Das Ende ist der Anfang

Theaterillusion wird laut Shakespeare durch das Wort geschaffen und dafür ist Nick Carraway zuständig, ein Hungerleider aus dem Mittleren Westen, der in New York sein Glück als Börsenmakler suchte. Da er es aber ablehnt, sich in lukrative, weil illegale Geschäfte verwickeln zu lassen, fährt er am Ende genauso arm nach Hause zurück. Er beobachtet das Geschehen, erzählt, kommentiert, leitet über, ist aber auch Teil der Clique, in die er als ländlicher Cousin von Gatsbys Angebeteter Daisy, und Nachbar von Gatsby gerät. Hendrik Winkler spielte diese Rolle, die ihn fast ständig auf der Bühne hält, sehr charmant als Conférencier, sehr zurückhaltend als Möchtegern-Liebhaber von Daisys Tennisstar-Freundin Jordan und sehr eindrücklich in seiner romantischen Schwärmerei für Daisy und seiner Bewunderung und Zuneigung für den Aufsteiger Gatsby. Die reiche Jordan Baker ist für ihn genauso unerreichbar wie es Daisy für Gatsby war. Nicole Lohfink spielte Jordan als coole Sportsfrau, als Vertreterin des anderen Rollenbildes der Frau in den 20ern. Sie ist ein gefeierter Star und möchte ihre neu errungene Freiheit nicht unbedingt angesichts des Drängens ihrer Familie auf Suche nach einem Ehemann aufgeben.


Vertreter der Unterschicht

Die beiden Vertreter der Unterschicht, der Mechaniker und Tankwart George Wilson und seine sex-, geld- und aufstiegsgeile Frau Myrtle, Geliebte von Daisys Ehemann Tom Buchanan, fungieren in der komprimierten Bühnenfassung noch deutlicher als Katalysatoren der Katastrophe des Jay Gatsby. Stephanie Marin spielte Myrtle lasziv und raffiniert in ihren Dessous in der dezent hinter das Sofa verlegten Sexszene, machte aber auch die wilde Sehnsucht dieser nicht ganz so dumpfen Person nach einem anderen, besseren Leben deutlich. Andreas Bittl gab ihren Mann George als brutalen Macho, der sie schlägt, einsperrt, als sein Eigentum behandelt und der sich kritik- und problemlos von Tom Buchanan in den Mord an Gatsby treiben lässt.

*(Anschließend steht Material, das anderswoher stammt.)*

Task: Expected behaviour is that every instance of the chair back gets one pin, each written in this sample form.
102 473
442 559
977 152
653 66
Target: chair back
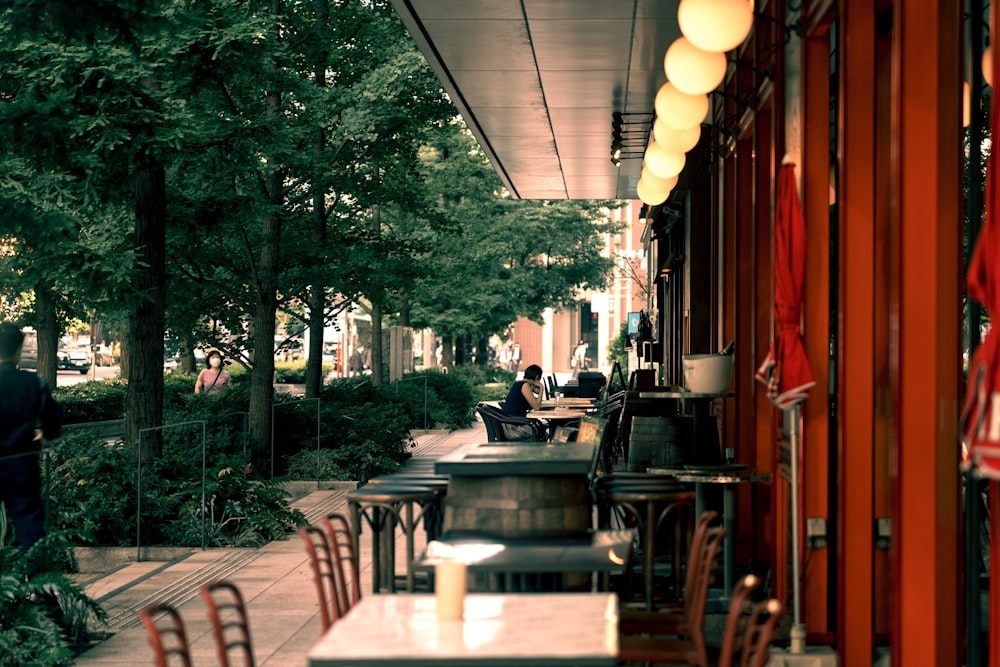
345 562
166 635
324 574
696 601
501 427
749 626
230 625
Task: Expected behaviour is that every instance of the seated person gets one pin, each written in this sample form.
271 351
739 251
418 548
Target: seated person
525 395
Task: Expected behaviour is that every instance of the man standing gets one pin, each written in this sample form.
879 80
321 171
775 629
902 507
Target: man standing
25 401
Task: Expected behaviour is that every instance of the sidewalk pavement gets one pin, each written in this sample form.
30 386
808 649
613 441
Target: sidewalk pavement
276 581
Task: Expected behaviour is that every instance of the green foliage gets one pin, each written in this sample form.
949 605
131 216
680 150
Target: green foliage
98 400
43 614
93 488
488 383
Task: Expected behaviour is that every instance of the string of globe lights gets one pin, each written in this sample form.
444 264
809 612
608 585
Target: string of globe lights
695 65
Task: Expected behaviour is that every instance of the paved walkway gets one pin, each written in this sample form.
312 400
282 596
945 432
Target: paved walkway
276 581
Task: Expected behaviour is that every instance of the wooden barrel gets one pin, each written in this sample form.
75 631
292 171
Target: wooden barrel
660 442
519 506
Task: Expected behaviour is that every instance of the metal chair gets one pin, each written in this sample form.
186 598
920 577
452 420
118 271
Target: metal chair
233 633
384 507
501 427
673 619
324 575
749 627
161 634
689 646
345 561
647 502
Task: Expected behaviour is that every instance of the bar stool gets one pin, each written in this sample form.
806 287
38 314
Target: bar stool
384 506
648 502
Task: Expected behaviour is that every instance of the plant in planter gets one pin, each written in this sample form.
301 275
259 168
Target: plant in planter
44 617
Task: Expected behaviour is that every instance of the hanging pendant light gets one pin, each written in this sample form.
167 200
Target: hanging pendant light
680 110
692 70
662 162
679 141
715 25
656 183
650 196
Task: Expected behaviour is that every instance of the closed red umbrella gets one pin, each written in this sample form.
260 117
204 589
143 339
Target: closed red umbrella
786 370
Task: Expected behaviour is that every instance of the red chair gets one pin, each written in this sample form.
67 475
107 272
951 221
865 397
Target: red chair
689 646
671 619
348 578
324 575
749 627
171 632
233 633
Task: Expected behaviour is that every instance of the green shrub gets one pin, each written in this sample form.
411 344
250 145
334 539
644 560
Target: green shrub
44 616
97 400
93 488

Thorsten Nindel spielte ihren Liebhaber und Daisys ständig untreuen Ehemann Tom strotzend vor Selbstbewusstsein und seinem Wissen um seine Privilegiertheit, körperliche und sexuelle Überlegenheit und seinem Glauben an die Allmacht seines Reichtums.


Konsequenter Tod

Gatsby macht es George und damit auch Tom am Ende leicht, ihn zu vernichten, denn schon bevor der tödliche Schuss fällt, weiß er, dass er in seinem Ringen um Daisy gescheitert ist. Hans Piesbergen gab dessen Smartness, Eleganz, Eloquenz zwar mit dem ganzen Impetus eines seinem Liebesobjekt völlig Verfallenen, doch immer auch mit einem Schuss Melancholie. Ursula Buschhorn, die so Vergötterte, machte es durch die Betonung des Gewöhnlichen, vollkommen Ungöttlichen, sehr eindringlich deutlich, dass seine Fixierung auf eine nicht lebbare Beziehung, auf ein gar nicht der Wirklichkeit entsprechendes Ideal der Grund für seinen tragischen Niedergang ist.

Und in diesem Finale löste die Aufführung ihre Bühnentauglichkeit vollends ein, wurde der lange und anfangs auch mühsam zu knüpfende Spannungsbogen zu einem mitreißenden Ende gebracht. Das Publikum zeigte sich beeindruckt und feierte die Truppe mit langem Beifall.